DuVernay’s political engagement extends beyond her company. She is an active voice on policy issues, including Alabama’s recent restrictive abortion bill, about which she tweeted: “Don’t move forward after reading this like everything is normal. Don’t shake your head at Alabama and then keep going about your day. Realize that this is a warning. It’s Alabama and abortion today. It’s you and your rights tomorrow.”
As DuVernay’s company grows, she is grappling with how tightly to hold all of her shows and films. “I remember sitting next to Steven Spielberg at a dinner at J.J.’s, and I asked him, ‘Your name is on a lot of projects.
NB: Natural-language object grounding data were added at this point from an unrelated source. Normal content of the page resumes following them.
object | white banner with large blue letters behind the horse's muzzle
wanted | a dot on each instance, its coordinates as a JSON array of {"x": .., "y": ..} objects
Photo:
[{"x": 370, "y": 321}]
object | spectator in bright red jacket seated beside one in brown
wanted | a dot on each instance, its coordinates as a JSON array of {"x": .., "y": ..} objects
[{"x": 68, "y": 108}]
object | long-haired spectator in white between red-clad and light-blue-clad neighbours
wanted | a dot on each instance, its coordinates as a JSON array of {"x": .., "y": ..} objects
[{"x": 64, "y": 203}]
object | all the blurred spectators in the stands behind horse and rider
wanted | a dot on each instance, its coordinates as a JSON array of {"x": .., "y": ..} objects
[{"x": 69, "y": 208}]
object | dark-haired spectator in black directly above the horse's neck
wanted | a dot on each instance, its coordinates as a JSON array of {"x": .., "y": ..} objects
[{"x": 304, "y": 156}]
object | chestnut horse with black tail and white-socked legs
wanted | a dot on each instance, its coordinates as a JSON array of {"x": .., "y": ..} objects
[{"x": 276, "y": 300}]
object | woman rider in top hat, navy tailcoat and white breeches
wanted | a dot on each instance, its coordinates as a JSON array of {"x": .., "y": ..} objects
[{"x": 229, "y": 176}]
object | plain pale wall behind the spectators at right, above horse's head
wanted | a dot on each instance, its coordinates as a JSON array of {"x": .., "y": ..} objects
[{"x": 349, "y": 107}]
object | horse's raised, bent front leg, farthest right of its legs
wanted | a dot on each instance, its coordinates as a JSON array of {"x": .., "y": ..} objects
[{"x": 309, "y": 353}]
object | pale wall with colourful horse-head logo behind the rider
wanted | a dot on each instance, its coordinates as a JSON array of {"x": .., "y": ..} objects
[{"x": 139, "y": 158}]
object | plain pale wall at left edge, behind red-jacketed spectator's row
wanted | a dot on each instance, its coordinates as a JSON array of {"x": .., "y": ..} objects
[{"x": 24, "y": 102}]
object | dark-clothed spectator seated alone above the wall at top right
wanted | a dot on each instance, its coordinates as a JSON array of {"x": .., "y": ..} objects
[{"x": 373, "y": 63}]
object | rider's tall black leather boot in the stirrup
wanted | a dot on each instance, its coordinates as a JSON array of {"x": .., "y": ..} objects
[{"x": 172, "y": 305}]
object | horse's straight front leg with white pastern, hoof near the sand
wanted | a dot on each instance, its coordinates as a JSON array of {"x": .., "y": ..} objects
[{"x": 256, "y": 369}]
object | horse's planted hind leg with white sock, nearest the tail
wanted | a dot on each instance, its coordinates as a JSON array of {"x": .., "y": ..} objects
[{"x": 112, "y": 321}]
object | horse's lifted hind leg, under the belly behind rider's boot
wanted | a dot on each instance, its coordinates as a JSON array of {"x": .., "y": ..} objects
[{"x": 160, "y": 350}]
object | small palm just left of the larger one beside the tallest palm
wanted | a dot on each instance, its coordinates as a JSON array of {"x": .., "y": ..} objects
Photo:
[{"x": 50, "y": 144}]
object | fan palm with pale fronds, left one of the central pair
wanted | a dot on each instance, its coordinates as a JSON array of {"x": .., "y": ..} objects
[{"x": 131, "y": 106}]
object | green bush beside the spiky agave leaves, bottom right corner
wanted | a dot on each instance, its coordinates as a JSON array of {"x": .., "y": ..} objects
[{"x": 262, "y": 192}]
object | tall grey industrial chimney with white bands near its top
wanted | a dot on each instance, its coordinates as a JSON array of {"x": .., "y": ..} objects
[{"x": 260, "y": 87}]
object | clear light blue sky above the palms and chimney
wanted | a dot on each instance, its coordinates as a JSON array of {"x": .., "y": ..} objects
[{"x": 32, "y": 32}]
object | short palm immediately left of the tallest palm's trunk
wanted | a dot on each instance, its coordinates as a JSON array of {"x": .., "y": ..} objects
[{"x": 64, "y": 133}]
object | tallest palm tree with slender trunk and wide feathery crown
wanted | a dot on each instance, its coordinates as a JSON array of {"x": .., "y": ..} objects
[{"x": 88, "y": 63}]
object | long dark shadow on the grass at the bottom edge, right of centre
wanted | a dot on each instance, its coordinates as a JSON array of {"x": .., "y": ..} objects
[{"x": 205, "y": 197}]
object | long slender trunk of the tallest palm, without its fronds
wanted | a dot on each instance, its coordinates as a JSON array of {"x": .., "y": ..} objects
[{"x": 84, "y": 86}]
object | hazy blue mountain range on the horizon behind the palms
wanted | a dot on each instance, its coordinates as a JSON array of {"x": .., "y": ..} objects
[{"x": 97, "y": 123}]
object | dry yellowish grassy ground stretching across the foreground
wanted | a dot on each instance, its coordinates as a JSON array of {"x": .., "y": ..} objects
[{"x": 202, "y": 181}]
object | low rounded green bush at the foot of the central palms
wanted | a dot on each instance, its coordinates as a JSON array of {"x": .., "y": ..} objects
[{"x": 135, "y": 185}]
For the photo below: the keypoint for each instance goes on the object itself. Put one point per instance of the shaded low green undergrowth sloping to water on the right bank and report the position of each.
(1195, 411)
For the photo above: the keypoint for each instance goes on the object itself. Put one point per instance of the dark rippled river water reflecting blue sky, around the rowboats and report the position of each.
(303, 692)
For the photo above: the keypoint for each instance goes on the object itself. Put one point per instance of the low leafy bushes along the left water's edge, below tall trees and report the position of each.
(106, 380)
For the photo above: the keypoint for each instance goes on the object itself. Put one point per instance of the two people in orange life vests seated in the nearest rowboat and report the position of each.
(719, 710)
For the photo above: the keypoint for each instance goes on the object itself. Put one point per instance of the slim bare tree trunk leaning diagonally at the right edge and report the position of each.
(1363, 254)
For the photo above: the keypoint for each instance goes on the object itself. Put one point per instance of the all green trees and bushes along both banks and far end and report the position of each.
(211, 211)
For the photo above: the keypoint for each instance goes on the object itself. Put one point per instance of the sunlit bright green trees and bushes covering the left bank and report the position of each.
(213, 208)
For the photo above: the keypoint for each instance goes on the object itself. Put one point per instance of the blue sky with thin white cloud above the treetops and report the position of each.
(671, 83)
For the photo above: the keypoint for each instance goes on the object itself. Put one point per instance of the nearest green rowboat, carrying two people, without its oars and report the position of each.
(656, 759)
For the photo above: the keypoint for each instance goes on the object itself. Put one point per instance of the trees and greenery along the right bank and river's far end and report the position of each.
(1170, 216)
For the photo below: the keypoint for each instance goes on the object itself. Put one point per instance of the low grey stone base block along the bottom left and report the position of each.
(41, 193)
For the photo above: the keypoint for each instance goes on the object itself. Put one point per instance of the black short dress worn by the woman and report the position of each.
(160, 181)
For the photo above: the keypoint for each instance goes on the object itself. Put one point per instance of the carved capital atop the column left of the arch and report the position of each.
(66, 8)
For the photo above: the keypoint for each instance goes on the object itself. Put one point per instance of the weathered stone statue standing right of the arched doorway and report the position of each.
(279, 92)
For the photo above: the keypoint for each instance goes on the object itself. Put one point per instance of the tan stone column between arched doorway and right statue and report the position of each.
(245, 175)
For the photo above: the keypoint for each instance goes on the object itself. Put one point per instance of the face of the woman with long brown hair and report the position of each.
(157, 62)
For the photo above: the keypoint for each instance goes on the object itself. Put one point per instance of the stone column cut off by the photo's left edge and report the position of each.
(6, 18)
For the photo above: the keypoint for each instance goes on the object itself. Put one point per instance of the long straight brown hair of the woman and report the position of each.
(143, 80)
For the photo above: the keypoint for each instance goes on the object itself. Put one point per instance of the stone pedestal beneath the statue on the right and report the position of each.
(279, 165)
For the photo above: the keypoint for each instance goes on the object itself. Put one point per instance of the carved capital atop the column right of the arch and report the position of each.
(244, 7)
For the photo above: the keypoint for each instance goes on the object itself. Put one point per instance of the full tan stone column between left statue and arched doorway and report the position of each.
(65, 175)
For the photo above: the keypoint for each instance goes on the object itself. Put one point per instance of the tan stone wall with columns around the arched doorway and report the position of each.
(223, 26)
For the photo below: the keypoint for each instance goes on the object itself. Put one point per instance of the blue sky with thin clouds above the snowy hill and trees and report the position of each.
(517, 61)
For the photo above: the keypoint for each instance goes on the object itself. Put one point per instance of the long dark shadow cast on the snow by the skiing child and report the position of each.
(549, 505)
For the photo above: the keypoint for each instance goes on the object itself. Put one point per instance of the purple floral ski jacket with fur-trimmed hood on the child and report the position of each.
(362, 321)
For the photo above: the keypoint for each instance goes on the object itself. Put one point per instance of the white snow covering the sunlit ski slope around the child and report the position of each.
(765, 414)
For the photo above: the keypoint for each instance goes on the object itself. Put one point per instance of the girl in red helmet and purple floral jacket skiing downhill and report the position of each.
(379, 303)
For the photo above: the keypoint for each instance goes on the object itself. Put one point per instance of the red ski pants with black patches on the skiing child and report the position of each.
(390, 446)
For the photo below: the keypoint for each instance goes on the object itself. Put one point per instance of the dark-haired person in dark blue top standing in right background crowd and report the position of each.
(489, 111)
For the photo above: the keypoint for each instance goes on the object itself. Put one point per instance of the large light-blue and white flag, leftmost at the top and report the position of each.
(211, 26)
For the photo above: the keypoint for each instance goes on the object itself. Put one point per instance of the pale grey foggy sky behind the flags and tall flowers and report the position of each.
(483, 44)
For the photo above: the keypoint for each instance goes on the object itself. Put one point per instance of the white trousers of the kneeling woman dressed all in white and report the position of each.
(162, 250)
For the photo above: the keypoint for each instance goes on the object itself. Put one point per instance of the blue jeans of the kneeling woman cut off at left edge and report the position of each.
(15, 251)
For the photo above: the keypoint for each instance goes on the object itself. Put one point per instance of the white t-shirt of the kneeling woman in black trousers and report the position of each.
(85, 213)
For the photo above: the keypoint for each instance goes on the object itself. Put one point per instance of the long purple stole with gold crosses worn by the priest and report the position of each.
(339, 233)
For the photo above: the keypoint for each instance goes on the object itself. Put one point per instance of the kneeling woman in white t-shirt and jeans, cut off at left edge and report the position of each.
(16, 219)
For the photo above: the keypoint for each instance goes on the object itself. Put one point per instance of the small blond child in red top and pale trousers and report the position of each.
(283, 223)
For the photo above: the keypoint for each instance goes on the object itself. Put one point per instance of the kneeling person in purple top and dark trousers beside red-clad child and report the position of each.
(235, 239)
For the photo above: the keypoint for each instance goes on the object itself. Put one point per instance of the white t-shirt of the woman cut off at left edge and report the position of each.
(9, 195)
How do you do this?’ ” DuVernay says. “He said something to me like, ‘You can’t think that you’re going to do it all because your name is on it.’ That’s been more challenging for me.” Coming from the world of indie film, from a world where she rolled out the red carpet herself, DuVernay is used to doing it all. “It’s going to take some time for me to get to a point where I don’t have to have my hands in everything,” she says. “Everyone has their own measure of what makes them comfortable and what makes them happy. I’m trying to find mine.”